Scope of trading provides a metric that measures the number of symbols a marketplace trades. This metric, when used in combination with other post-trade metrics, has the disadvantage of "double penalizing" marketplaces for not trading all securities. By construction, scope of trading will be very high for exchanges (such as the TSX) and will be lower for newer marketplaces that have yet to gain market share in less liquid stocks. While it does measure the "activity" of marketplaces, a marketplace that only trades in half of the total listed symbols is, by definition, penalized for not trading all of those symbols. Thus, if scope is used by itself, it can be a valuable indicator of the activity levels of marketplaces, but if it is applied in conjunction with other metrics, it may disproportionately favour existing exchanges and large ATSs.
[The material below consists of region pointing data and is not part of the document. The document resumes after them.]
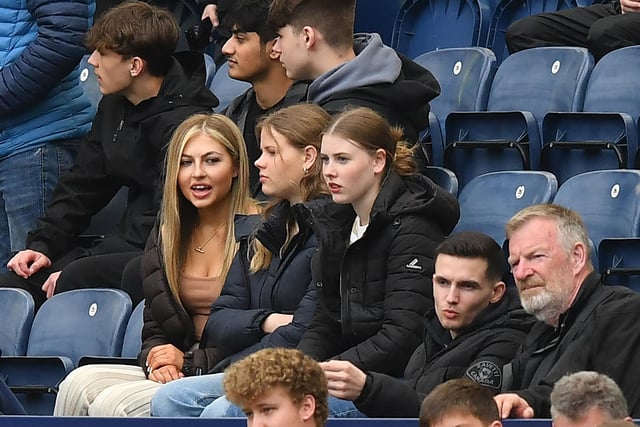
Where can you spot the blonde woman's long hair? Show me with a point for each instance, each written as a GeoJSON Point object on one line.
{"type": "Point", "coordinates": [178, 217]}
{"type": "Point", "coordinates": [301, 125]}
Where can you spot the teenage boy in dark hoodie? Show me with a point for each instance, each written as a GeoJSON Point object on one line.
{"type": "Point", "coordinates": [316, 43]}
{"type": "Point", "coordinates": [147, 92]}
{"type": "Point", "coordinates": [475, 327]}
The downside of this metric is that if a marketplace wanted to achieve a scope as close as possible to one (i.e. all listed securities would be trading on this marketplace), marketplace participants could be rewarded (through credits or discounts at market open) for becoming the "first" participant of the day in any given security. In this way, marketplaces could ensure at least one trade in every security without providing any meaningful liquidity or price discovery.

c. Ranking Models

In order to rank each marketplace's contribution to price discovery we constructed two models from the pre-- and post-trade metrics. While each model is constructed placing equal importance on the pre-- and post-trade metrics, this was an arbitrary decision.
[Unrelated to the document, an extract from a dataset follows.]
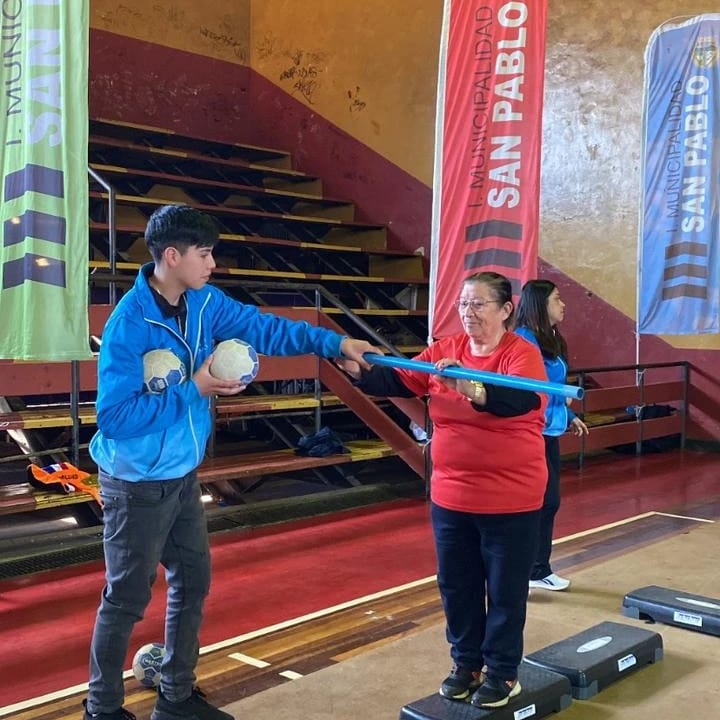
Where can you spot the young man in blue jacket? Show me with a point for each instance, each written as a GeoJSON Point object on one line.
{"type": "Point", "coordinates": [149, 445]}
1. SIP Value -- is based on the revenue distribution model used by the U.S. SIP.

SIP Value

This model incorporates the metrics used by the U.S. SIP to distribute revenue amongst participating marketplaces. The post-trade metrics used are equally weighted, and are composed of each marketplace's share of square root dollar volume and number of trades. Both of these post-trade metrics together are assigned a weighting of 50% of the value of the model.

The pre-trade metric used is the value weighted percent of quoted dollar-time. This is also given a 50% weighting in the final model. The weighting of this model by the value traded in each security provides a greater emphasis on those stocks that are heavily traded, rewarding marketplaces more for providing liquidity where the majority is consumed.

2. Model 3 -- differs significantly from the previous model. For the post-trade element, this model considers each marketplace's share of traded volume, share of trades and share of dollar-volume. These three elements are given equal weighting in this index. The pre-trade metrics considered are the percent of the day spent at the best spread and the percent of the day spent at the BBO. Each of these two pre-trade elements is equally weighted. The resulting pre-- and post-- trade metrics are then equally weighted to come up with the final index.

Model 3

d. Assigning an estimated fee or fee range

After calculating these ranking methods, we would use them to assess whether a marketplace's existing (or proposed) fee is related to its share of trading activity. We use the domestic reference that takes the data fees charged by each marketplace and aggregates them into a single "pool". The result is then considered to be the appropriate fee for the Canadian market, and this result is then re-distributed, based on the two ranking models, giving us four estimated fees for each marketplace.

{11} The time at BBO could be calculated in fractions of a second, given the rapidity of quoting.

 

ANNEX G

LOCAL MATTERS

In Ontario, the amendments to National Instrument 23-101 and other required materials were delivered to the Minister of Finance on April 5, 2016. The Minister may approve or reject the amendments or return them for further consideration. If the Minister approves the amendments or does not take any further action by July 6, 2016, the amendments will come into force on July 6, 2016, except as related to the market share threshold. The amendments related to the market share threshold will come into force on October 1, 2016.